Life as an astronaut is not easy. Aside from undergoing rigorous training to even be considered for this job, the time spent in microgravity presents several challenges. This not only refers to health issues but also requires adapting to the fact that objects don’t fall to the ground; instead, they float in the vicinity where they were released, unless given a strong enough impulse. Upon returning to Earth, one must readjust to the normal gravitational conditions.
The recent spacewalk by NASA astronauts Jasmin Moghbeli and Loral O’Hara on November 1 might have resulted in a mishap. They completed an almost seven-hour extravehicular activity outside the International Space Station (ISS). These spacewalks are frequently a highlight of an ISS mission, aimed at maintaining or repairing external components, in this instance, solar panels.
During the spacewalk, Moghbeli accidentally let go of a bag containing instruments. The US space agency NASA has not disclosed the exact contents of the container.
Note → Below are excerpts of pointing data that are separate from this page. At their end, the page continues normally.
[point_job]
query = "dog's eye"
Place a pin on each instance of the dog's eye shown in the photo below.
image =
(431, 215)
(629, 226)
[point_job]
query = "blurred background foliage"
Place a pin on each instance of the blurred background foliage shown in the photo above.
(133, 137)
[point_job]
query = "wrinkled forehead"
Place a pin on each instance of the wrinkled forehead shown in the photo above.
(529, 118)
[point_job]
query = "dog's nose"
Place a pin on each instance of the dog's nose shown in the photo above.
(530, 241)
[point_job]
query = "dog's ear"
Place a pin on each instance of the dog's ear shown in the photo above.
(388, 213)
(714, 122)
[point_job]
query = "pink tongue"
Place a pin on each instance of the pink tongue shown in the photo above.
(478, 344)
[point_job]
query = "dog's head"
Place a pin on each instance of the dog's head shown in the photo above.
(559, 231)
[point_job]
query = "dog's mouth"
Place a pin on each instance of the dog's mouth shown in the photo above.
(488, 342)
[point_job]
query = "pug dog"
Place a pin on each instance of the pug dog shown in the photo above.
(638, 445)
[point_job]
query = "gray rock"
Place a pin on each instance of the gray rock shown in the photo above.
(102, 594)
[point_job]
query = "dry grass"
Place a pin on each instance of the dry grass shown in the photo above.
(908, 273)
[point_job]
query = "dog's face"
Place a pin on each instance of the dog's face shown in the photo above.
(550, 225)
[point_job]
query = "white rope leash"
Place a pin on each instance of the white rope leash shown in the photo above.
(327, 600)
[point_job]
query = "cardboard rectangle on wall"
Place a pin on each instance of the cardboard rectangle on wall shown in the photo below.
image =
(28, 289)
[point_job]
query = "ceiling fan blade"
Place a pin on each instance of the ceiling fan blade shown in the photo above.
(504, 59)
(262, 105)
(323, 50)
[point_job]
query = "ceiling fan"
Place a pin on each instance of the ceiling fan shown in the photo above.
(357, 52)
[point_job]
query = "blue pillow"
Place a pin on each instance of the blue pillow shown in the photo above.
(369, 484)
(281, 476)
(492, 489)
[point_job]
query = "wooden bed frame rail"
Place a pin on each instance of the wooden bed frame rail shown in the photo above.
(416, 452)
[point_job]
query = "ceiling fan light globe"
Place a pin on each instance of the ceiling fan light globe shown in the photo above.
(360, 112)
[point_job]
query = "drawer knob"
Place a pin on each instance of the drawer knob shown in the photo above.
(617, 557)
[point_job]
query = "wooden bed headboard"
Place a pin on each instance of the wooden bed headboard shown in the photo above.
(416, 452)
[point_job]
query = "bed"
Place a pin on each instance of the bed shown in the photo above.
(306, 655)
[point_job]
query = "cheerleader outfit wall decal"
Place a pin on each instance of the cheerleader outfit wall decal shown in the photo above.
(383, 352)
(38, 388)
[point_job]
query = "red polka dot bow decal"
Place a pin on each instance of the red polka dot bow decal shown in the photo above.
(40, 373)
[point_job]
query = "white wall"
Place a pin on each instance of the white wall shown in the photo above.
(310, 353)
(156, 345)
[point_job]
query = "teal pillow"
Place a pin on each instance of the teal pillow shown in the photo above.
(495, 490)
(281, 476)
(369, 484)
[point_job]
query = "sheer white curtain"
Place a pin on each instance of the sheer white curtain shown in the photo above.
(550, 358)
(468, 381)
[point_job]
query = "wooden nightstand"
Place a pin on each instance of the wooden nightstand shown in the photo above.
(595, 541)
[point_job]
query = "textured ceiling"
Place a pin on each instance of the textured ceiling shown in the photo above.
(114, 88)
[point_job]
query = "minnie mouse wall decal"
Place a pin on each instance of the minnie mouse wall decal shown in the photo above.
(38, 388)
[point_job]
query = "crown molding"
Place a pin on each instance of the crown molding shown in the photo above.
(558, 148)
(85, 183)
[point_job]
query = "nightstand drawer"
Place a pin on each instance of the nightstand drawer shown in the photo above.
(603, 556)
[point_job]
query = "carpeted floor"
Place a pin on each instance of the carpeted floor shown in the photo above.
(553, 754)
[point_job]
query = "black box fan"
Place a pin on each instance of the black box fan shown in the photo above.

However, they provided reassuring information: “The tools were not needed for the remainder of the spacewalk. Mission Control analyzed the bag’s trajectory and determined that risk of recontacting the station is low and that the onboard crew and space station are safe with no action required.”
Space enthusiasts, such as the operators of the “earthsky.org” site, later pointed out that the object could be seen with binoculars, provided one knew the current location of the ISS (which can be determined using apps like “Spot the Station”). The bag orbits the Earth a few minutes ahead of the space station at approximately 400 kilometers above the Earth, gradually losing altitude.
According to the forecast, it will eventually descend into the Earth’s atmosphere and burn up at an altitude of about 110 kilometers. This is estimated to occur around March 2024.
Not the First and Likely Not the Last Incident
The NASA tools are not the only things that humans have left behind in Earth’s orbit. The European Space Agency (ESA) estimates that over 36,000 objects larger than ten centimeters are present. Many of these objects originate from past missions and constitute parts of rockets or satellites.
This incident is not the initial extravehicular activity on a space station where items have gone missing. For instance, during the Gemini 4 mission in 1965, the first American spacewalker, Ed White, lost a spare glove. In 2006, Joe Tanner lost a bolt during an extravehicular activity with colleague Heidemarie Stefanyshyn-Piper. Two years later, Stefanyshyn-Piper herself lost an item in space—a toolbag—as captured on video, with her initial response being an evidently exasperated “Oh, great.”
Another illustration involves Piers Sellers, who, along with colleague Mike Fossum, was spacewalking in 2006. Sellers alerted, “Guys, I think my spatula has escaped“. The consoling response followed shortly: “Hey, that can happen.”